Los titulares hablan de hectáreas arrasadas, de incendios fuera de control, de llamas que devoran montes y casas. Pero detrás de cada cifra, detrás de cada rótulo televisivo, hay un silencio más hondo: los muertos, las personas que lo han perdido todo, familias enteras que ven reducida a cenizas la memoria de una vida. Detrás hay pueblos vacíos, caminos que ya no llevan a ninguna parte, animales calcinados sin haber tenido tiempo siquiera de huir, especies que desaparecen para siempre como si fueran un borrón en la historia natural. Un incendio no arrasa solo árboles: arrasa hábitats enteros, rompe cadenas de vida, mata el aire, quiebra los suelos. Lo que se pierde en un incendio no vuelve jamás.
Esa es la crudeza que no cabe en los titulares. Esa es la herida que no se mide en hectáreas, sino en ausencias. Cada bosque que desaparece es un pedazo de nosotros que se extingue con él. Cada especie que arde es un espejo roto de nuestra propia fragilidad.
Y mientras tanto, ahí están ellos: los que gobiernan. Los que recortan brigadas, abandonan cortafuegos, olvidan planes de prevención. Los mismos que han preferido destinar dinero público a chiringuitos para voceros fachas, a asociaciones antiabortistas, a subvencionar la tauromaquia o a inflar nóminas de los suyos antes que reforzar a los equipos que cada verano se juegan la vida en primera línea del fuego. Gobiernos autonómicos del PP y de Vox que han convertido la dejadez en doctrina y la negligencia en costumbre.
Van de patriotas. Se atan banderas a la muñeca, llenan balcones con telas descomunales, presumen de amar al campo y a la España vaciada. Pero mientras alardean de patria, dejan que la patria arda. Mientras inflan el pecho con la palabra “España”, permiten que se queme la piel de toro que tanto les gusta exhibir en sus discursos huecos. El humo que cubre nuestros montes es el verdadero retrato de su patriotismo: una bandera de ceniza.
Y no se libra el PSOE, ni Pedro Sánchez ni los suyos. Porque cuando toca actuar, cuando la catástrofe golpea como un incendio o como una DANA, se preocupan más por el relato que por la gente, más por calcular de quién es la culpa que por asumir su responsabilidad. Prefieren arañar cinco votos en el reparto de acusaciones antes que quitarle a esta gentuza las competencias que gestionan de manera criminal. Miran de perfil, con discursos huecos y promesas que se esfuman con el humo, mientras la tierra sigue ardiendo y la gente sigue perdiendo todo.
Y tampoco se salvan los ecologistas de parque y jardín, esos que solo pisan el campo para hacerse cuatro fotos para Instagram, con pose de salvadores del planeta y zapatillas nuevas.

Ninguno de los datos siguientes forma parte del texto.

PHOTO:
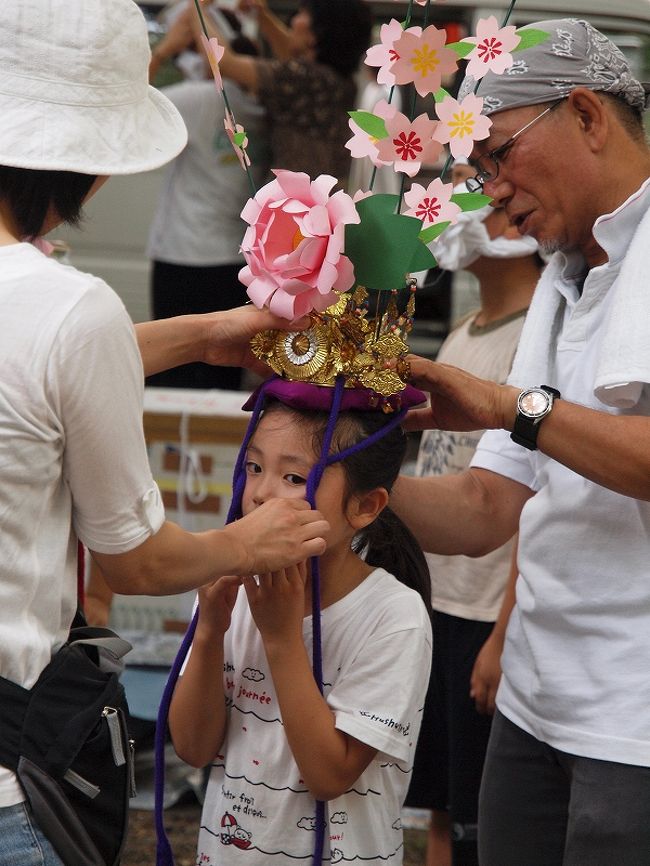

El campo no es un fondo para tus stories, no es un decorado para tu postureo urbano. El campo tiene sus propias lógicas, su dureza, su silencio, su vida salvaje. Y eso jamás lo entenderá quien reduce la naturaleza a un atrezzo de fin de semana.
Más grave aún son los ecologistas de despacho, los que legislan desde el asfalto sin haber pasado una noche en un monte ni haber hablado con un pastor o un bombero forestal. Esos que redactan normas desde la comodidad ministerial como si los bosques fueran parques urbanos y la vida rural una postal bucólica. Convierten la gestión forestal en un laboratorio de ocurrencias, cargándose tradiciones de cuidado y prevención que llevaban siglos protegiendo el monte. Son la arrogancia disfrazada de verde, los que hablan en nombre de la tierra sin haber manchado nunca sus zapatos de barro.
Los incendios no son un accidente inevitable, son la consecuencia directa de la desidia de unos, de la cobardía de otros y del espejismo cómodo de quienes creen que basta con posar para salvar un bosque. Cada hectárea calcinada, cada familia destrozada, cada vida perdida lleva sus siglas en la ceniza.
Porque detrás de cada incendio está el fuego. Y detrás del fuego, siempre, los culpables: unos por acción, otros por omisión, y otros por frivolidad. Su patria no es la tierra: su patria es la ceniza.